I was falling apart, and I had no idea why. This week was no different than any other week since he died. I live in a constant state of waiting for the other shoe to drop. But this was different. This was the sadness of last year and I had overcome that or so I thought I had. Standing in a room with my co-workers just trying to keep it together. Having people ask me if I am okay over and over because I am not acting like myself. Not want to say I have no idea why I am so sad.
Getting into the car to go home I finally look at the date and realize what is coming up. My mind, body, and soul were reacting to something I hadn’t pieced together yet. This has happened in the past where dates trigger a grief wave before I know what date is approaching. These waves make it feel like I am fighting a losing battle. I struggle to hold back tears, I miss my husband but this is more than that.
I still struggle with letting people see my grief. Not wanting them to see me as weak. Grief is vulnerable and it is our story to tell we get to choose who sees it. But when a wave hits it can almost knock us over.
Once I acknowledge the date, I can deal with the grief wave and take away the struggle of the days ahead. March 26, 2012 was my first date with Matt. Yesterday would have marked 10 years but instead, it was just a new day in my new life without him. I stood in the rain doing farm stuff thinking the weather is expressing how I feel.
2012
Sitting at my sister’s bridal shower talking about how I was going to go to the movies with a friend. Them all telling me it was a date. I insisted it was not I had asked him to go with me as a friend. We all laughed so hard that night I struggled to breathe.
Matt did not have a car at the time, so I went to pick him up. I made him drive and we got lost going to the movie theater because it was not the normal one, I went to but it was closer to work. We got there right before the movie started. I got home later than expected and my dad was not happy but still in my head it was not a date.
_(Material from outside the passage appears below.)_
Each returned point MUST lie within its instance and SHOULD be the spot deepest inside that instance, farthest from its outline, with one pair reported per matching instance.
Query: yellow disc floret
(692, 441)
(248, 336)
Thinking we were still just friends in the days that followed. Matt cut his finger badly at work and had to leave. Our coworkers were surprised he did not tell me, and I thought it was odd they thought that after all as friends he did not have to tell me that. Then later in the week he had another issue and wouldn’t tell me what was bothering him. I struggled with him shutting me out.
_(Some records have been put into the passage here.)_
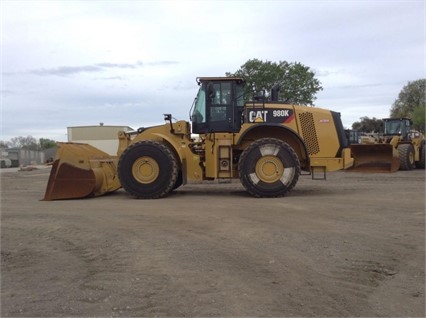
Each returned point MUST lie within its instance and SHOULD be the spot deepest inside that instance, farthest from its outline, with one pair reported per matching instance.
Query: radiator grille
(309, 132)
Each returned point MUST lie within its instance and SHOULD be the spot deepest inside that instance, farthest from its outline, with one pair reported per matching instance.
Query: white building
(102, 137)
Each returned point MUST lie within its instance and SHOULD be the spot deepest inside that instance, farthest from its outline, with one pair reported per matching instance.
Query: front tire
(269, 167)
(148, 169)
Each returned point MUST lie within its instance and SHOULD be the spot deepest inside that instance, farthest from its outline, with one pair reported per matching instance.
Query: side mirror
(210, 90)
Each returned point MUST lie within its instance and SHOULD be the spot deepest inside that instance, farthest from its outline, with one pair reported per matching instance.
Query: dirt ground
(353, 245)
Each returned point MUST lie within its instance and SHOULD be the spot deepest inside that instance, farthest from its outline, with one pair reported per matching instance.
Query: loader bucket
(80, 171)
(374, 158)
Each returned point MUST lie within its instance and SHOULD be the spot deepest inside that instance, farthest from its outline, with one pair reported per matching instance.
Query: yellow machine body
(398, 148)
(274, 141)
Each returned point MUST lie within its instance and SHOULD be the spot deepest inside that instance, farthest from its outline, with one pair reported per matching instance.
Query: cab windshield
(199, 113)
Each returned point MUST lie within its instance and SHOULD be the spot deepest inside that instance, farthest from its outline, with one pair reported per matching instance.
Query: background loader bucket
(80, 171)
(374, 158)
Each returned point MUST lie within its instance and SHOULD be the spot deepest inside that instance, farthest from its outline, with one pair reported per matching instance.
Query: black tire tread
(248, 186)
(170, 182)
On April 1, 2012 we went out to dinner then he invited me over to his house to watch a movie. We ended up watching Kick-Ass I hated the movie. When it was over, we went to say goodbye and Matt kissed me. It was only then that he thought we were on a date, and I didn’t know it. We would laugh about how we started dating throughout our time together. People like to know how we met, and I tell them at work. We became friends quickly after I started working there. When we would tell them about how I accidentally asked him out without knowing.
Present-day
These memories come flooding back but they do not make me sad I am happy that even though he is gone I still have something. He was my friend first and that is what I miss the most. Sure, I miss the other stuff that goes along with being in a relationship, but I miss my companion in life. I struggle with the thought of being alone but not wanting to live this life with someone new.
Last year I found the ticket stub from our first date. When going through some other things I found the card I gave him on our first anniversary and the letter I wrote him. Happy reminders of the past we had. Memories I can hold on to when the sadness hits.
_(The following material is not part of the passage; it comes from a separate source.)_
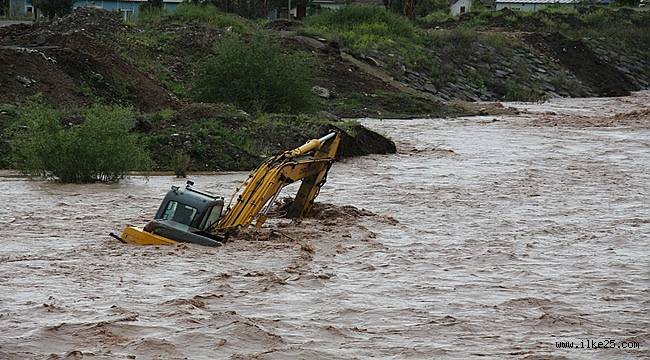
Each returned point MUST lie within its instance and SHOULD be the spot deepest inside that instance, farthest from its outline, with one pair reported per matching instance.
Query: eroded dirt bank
(492, 238)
I struggle with the fact that our happy ever after was not that and that we only got eight years together. Knowing that if I could go back in time knowing how things end I would still ask him out by accident because he showed me what love is. The only thing I would change is the ending if I could stop us from having that fight. Telling him instead that I love you and I always will.
In the past year, I have been working on healing. I acknowledge that grief is forever, but it does not mean that I will struggle with this pain for the rest of my life. We all deserve the love that this world has to offer I need to work on not fearing finding it and losing it again before I can consider moving on.
There will be days were the sadness crashes in on me again. I will remember the times we had. Remember they were real. Continue to talk about him and to make sure he lives on through everything I do.